A Collector’s Exceptional Trove of Georges Jouve Pieces Is Coming to Auction at Sotheby’s
The impeccable assemblage acquired by Emmanuel de Bayser for his residences in Paris and Berlin will be a highlight of the house’s Design Week sales in June
Growing up in a family of collectors, artists, and gallerists, Emmanuel de Bayser was surrounded by beautiful things from an early age. His maternal grandfather filled his home with 17th- and 18th-century paintings and furniture, while his father’s family founded Galerie de Bayser, a well-known gallery of Old Masters drawings. However, when de Bayser himself started to collect, he went in a completely opposite direction, gravitating towards 20th-century design, particularly the work of American designers like Charles Eames and George Nelson.
“For us in France, it was completely new, and I liked it,” says de Bayser, who remembers an early, eagerly sought-after purchase—a first-edition Eames rocking chair in a sea foam color fiberglass. “Then you evolve, you change, and you get to buy other things and put things together differently.”
Over time, de Bayser filled his homes in Paris and Berlin with a stellar arrangement of pieces by some of the most esteemed makers in collectible design, including Charlotte Perriand, Jean Prouvé, and Jean Royère, among others. Each time he changed addresses, he refined the way he organized his treasures, starting with the shell—the proverbial “white box,” then customizing a furniture plan, then finalizing with art and objects. Searching for those ideal accents is what lead him to ceramics, starting with a dramatic black pitcher that married a round form with precise lines. “This was maybe 15, 20 years ago and I didn’t really know about ceramics and the artists, but this one I really liked, and so I bought it,” he recalls of his first piece by Georges Jouve. “That’s how I started because you buy one, and then you want to do a group.”
De Bayser’s affinity spans Jouvre’s many periods, from figurative to more abstract, but often with an eye towards his work in an almost luminescent gun-metal black. “What I like about Jouvre is you have this timeless sense of perfection, but there is always something a bit off, which I love, which is the human touch about it,” says De Bayser, whose assortment of approximately 100 pieces spans sculpture, lamps, mirrors, and more. “He’s just amazing.”
Yet, despite having such a stellar collection of impeccable works, de Bayser found it important to not treat them like museum artifacts. “It’s a real joy to be able to live with all the objects that you buy and love,” he says, specifically calling out the creative process that comes with having to rearrange the assortment when new pieces come in. “An apartment should never be finished—it’s a permanent work in progress.”
Currently, he is in the process of decorating a new residence in Berlin and relishing the opportunity of starting fresh with new furnishings. And many of his treasured finds will find new homes in the June 10 auction at Sotheby’s “Of Form and Color: Art and Design from the Emmanuel de Bayser Collection.” “Even though I love these objects and I put so much love into finding them, sourcing them, putting them together, waiting for one to come on the market, I”m super happy now to present it and propose it to other collectors and move on,” he says.

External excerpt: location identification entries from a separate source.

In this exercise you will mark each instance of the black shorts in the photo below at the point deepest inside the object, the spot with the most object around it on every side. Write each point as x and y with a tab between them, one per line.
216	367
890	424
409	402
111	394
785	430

On view in New York June 5 through 9 ahead of the live sale, the auction includes a remarkable array of works by Jouvre, Prouvé, Perriand, and Royere as well as examples by François-Xavier Lalanne, Alberto Giacometti, Anish Kapoor, Günther Förg, and more. Objects have deeply personal stories, including a Jouvre lamp de Bayser sourced through a German friend from a hotel in the South of France near where the artist lived, and a Perriand cocktail table that came through another local acquaintance.
“I like the human contact with people, to talk to them about how did they get the things, to hear the story behind it,” he says. “There is a lot of stories behind all these things and a lot of people behind all these objects, so its really nice to be able to share the wonderful memories.”